Thursday, December 9, 2010

Opposites.

I'm extremely shy. If you know me you might think this statement is ludicrous. I assure you it is not. Talking to people I don't know scares the pants off me. I have to psyche myself up to make phone calls about anything, insurance, repairs, even ordering things over the phone.

I describe myself as a dichotomy. And it's probably the best word I have ever come across to describe me. I'm extremely shy, and I'm very social. I love interacting with people, friends, loved ones, people I know and know well. But occasionally I get caught in a situation where I want to know the people I'm with better but I really don't know them well now. If I let my shyness rule, I would never get to know them, because, well, people who don't talk to other people don't get to know them or be known. Funny how that works, huh? To compensate for my shyness I try to remove my social filters. The trick is knowing how much filter to remove. It's a fine line between being charming and obnoxious. I rarely strike the balance there, much to my chagrin. Yes, when I try to put my shyness away it usually means I will be just a little bit over the edge into the land of obnoxious, not horrible but there!

My five year old son, Kevin, is just the opposite.
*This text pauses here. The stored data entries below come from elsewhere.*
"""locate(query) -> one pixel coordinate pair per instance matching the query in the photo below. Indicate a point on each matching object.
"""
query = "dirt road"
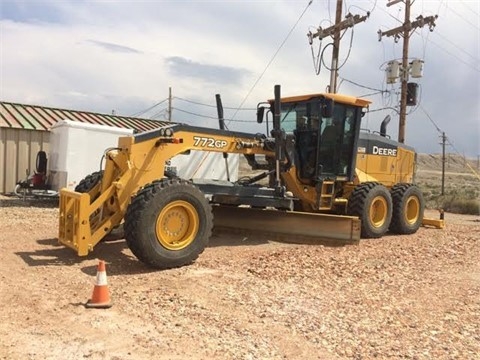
(401, 297)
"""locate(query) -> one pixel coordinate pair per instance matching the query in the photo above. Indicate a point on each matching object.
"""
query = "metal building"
(24, 130)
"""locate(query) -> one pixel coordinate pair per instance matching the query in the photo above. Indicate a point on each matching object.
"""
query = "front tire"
(372, 203)
(408, 207)
(168, 224)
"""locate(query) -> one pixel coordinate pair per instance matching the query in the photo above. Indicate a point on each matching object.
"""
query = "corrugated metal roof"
(32, 117)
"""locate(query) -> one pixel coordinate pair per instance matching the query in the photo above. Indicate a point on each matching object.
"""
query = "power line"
(148, 109)
(208, 116)
(209, 105)
(362, 86)
(273, 58)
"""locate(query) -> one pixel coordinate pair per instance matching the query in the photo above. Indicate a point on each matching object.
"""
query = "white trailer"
(76, 150)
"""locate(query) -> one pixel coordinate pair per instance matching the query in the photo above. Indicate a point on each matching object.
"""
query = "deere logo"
(384, 151)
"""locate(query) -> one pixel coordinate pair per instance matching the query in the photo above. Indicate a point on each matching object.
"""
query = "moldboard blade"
(287, 226)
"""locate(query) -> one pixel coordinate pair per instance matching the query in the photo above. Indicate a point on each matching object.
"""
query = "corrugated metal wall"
(18, 152)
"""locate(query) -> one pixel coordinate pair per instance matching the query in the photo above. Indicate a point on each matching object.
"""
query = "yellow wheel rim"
(177, 225)
(412, 210)
(378, 211)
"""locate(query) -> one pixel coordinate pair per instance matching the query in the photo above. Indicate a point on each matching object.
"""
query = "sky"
(123, 56)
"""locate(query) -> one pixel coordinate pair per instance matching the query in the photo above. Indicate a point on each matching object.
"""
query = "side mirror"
(327, 108)
(260, 113)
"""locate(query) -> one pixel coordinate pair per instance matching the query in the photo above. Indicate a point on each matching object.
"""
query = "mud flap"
(287, 226)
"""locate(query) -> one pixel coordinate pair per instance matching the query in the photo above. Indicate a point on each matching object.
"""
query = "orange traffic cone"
(101, 296)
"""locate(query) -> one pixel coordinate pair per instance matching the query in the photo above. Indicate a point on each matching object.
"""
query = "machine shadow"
(115, 253)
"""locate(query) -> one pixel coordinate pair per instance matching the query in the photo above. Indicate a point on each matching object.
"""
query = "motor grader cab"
(315, 191)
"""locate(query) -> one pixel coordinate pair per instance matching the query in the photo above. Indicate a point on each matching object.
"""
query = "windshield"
(299, 116)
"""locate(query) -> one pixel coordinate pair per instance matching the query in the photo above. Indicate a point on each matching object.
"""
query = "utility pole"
(335, 32)
(444, 140)
(169, 104)
(405, 31)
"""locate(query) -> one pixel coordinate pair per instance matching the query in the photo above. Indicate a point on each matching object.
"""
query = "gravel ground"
(400, 297)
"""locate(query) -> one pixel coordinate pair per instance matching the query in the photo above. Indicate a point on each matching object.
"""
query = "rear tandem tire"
(372, 203)
(168, 224)
(408, 207)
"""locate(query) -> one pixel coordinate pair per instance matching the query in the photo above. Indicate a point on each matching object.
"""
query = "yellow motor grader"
(328, 181)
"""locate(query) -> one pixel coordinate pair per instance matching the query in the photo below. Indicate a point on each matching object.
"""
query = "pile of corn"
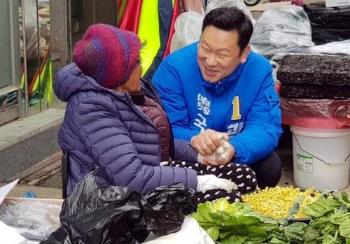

Kevin does not have a shy bone in his body, not one. He has never met a stranger. It does not bother him in the least to order food for himself, or have a chat with anyone nearby, anywhere. He can did walk up to a homeless man in a wheelchair, grab the armrests and demand, "What's your name?" and moments later grabbed the poor man's stump and demanded to know how his leg broke off and if it happened today! In this, I recognize myself. Kevin has no social filters. No boundaries. There is no question too personal to ask. There is no subject too delicate to broach. In a five year old that quality can be endearing (to someone who loves and understands children), or it can be hugely annoying. It's not really that far off from my Mrs. Shy-awkwardness-trying-to-be-social-butterfly.

We may be opposites, but my dear son and I must both learn some better social skills!